Der Emissionshandel in der EU
Treibhausgasemissionen reduzieren und den Klimawandel stoppen - das ist das Gebot der Gegenwart. Weltweit wird mit vielfältigen Maßnahmen versucht, der Erderwärmung gegenzusteuern, und eine der wichtigsten Maßnahmen dabei ist die Bepreisung der CO2-Emissionen der Industrie und das dafür ins Leben gerufene EU-Emissionshandelssystem (EU-EHS) (Englisch: EU Emission Trading System, EU-ETS).

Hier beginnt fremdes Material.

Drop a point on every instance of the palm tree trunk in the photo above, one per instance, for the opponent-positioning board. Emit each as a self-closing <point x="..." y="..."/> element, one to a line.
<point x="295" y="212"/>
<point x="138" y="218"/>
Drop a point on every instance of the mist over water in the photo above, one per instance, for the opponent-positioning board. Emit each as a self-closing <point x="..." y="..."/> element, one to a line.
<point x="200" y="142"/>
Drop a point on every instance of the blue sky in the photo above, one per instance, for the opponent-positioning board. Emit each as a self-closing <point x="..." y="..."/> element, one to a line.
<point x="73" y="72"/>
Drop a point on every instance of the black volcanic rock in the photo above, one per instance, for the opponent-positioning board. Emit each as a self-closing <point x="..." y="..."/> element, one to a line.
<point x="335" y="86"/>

Das von der Europäischen Union im Jahr 2005 gestartete Instrument zielt auf die Energiewirtschaft und die energieintensiven Industrien ab, die im Zuge ihrer Tätigkeit große Mengen CO2 und anderer Treibhausgase freisetzen. Zusammen verursachen diese Anlagen rund 40 % der Treibhausgas-Emissionen in Europa. In der dahinter liegenden Theorie sollen Unternehmen durch die Zertifikate ein Bewusstsein für den Preis der Umweltbelastung entwickeln, in klimaschonendere Verfahren und moderne Technologien zu investieren. Neben Kohlendioxid sind seit 2013 auch Lachgas und perfluorierte Kohlenwasserstoffe einbezogen.

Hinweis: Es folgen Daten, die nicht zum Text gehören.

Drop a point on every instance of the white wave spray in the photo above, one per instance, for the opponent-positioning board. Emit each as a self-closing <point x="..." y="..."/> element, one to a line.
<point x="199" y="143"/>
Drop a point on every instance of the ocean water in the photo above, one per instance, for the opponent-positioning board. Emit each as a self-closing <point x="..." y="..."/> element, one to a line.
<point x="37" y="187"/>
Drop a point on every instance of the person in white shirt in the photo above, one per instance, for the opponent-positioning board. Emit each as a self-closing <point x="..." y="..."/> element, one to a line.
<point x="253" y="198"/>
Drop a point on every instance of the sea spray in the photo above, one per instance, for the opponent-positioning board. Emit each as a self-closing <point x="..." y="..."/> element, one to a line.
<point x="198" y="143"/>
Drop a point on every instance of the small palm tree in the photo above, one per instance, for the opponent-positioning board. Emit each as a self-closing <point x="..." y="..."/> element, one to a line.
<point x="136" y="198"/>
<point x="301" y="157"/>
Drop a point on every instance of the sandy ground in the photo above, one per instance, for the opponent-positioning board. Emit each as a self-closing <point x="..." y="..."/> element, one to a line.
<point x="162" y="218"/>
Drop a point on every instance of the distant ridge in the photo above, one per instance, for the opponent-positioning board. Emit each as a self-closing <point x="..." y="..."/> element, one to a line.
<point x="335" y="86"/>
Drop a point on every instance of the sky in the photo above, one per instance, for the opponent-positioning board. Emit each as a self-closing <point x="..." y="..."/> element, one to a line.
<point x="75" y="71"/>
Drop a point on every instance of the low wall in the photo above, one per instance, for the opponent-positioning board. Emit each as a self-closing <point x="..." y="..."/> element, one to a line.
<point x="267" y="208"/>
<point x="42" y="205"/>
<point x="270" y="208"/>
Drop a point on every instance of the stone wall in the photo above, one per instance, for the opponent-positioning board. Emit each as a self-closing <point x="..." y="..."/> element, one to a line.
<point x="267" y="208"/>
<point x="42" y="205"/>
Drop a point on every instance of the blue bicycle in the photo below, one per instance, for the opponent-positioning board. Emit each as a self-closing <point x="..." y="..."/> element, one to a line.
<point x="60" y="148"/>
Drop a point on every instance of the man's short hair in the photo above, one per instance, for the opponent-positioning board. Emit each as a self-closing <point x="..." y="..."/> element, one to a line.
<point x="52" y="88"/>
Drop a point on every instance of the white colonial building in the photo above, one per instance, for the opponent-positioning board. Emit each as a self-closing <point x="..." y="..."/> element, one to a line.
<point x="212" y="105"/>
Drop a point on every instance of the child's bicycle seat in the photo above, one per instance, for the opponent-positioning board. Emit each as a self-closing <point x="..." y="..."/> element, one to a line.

Cap & Trade: Begrenzen und Handeln
Der EU-ETS funktioniert nach dem Prinzip des sogenannten „Cap & Trade“. Eine Obergrenze (Cap) legt fest, wie viele Treibhausgas-Emissionen insgesamt ausgestoßen werden dürfen. Die Mitgliedstaaten geben eine entsprechende Menge an Emissionsberechtigungen an die Anlagen aus – teilweise kostenlos, teilweise über Versteigerungen. Eine Berechtigung erlaubt den Ausstoß einer Tonne Kohlendioxid-Äquivalent (CO2-Äq).

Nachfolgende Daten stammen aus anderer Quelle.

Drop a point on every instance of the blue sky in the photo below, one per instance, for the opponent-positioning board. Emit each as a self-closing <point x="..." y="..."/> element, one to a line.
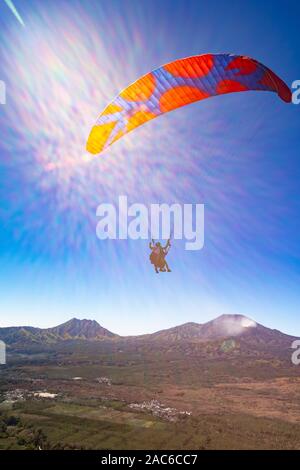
<point x="237" y="154"/>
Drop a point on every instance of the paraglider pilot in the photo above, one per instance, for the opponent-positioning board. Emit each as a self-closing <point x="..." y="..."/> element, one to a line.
<point x="158" y="256"/>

Die Emissionsberechtigungen können auf dem Markt frei gehandelt werden (Trade). Hierdurch bildet sich ein Preis für den Ausstoß von Treibhausgasen.
Als Folge wenig ambitionierter Caps, krisenbedingter Produktions- und Emissionsrückgänge und der umfangreichen Nutzung von internationalen Projektgutschriften hat sich seit 2008 eine große Menge überschüssiger Emissionsberechtigungen im EU-ETS angesammelt. Diese Überschüsse haben wesentlich zu dem zwischen 2011 und 2017 beobachtbaren Preisverfall für Emissionsberechtigungen beigetragen. Seit Mitte 2017 sind die Preise in Folge der letzten Reform des EU-ETS wieder deutlich gestiegen. Ende 2021 lag der Preis bei etwa 80 Euro.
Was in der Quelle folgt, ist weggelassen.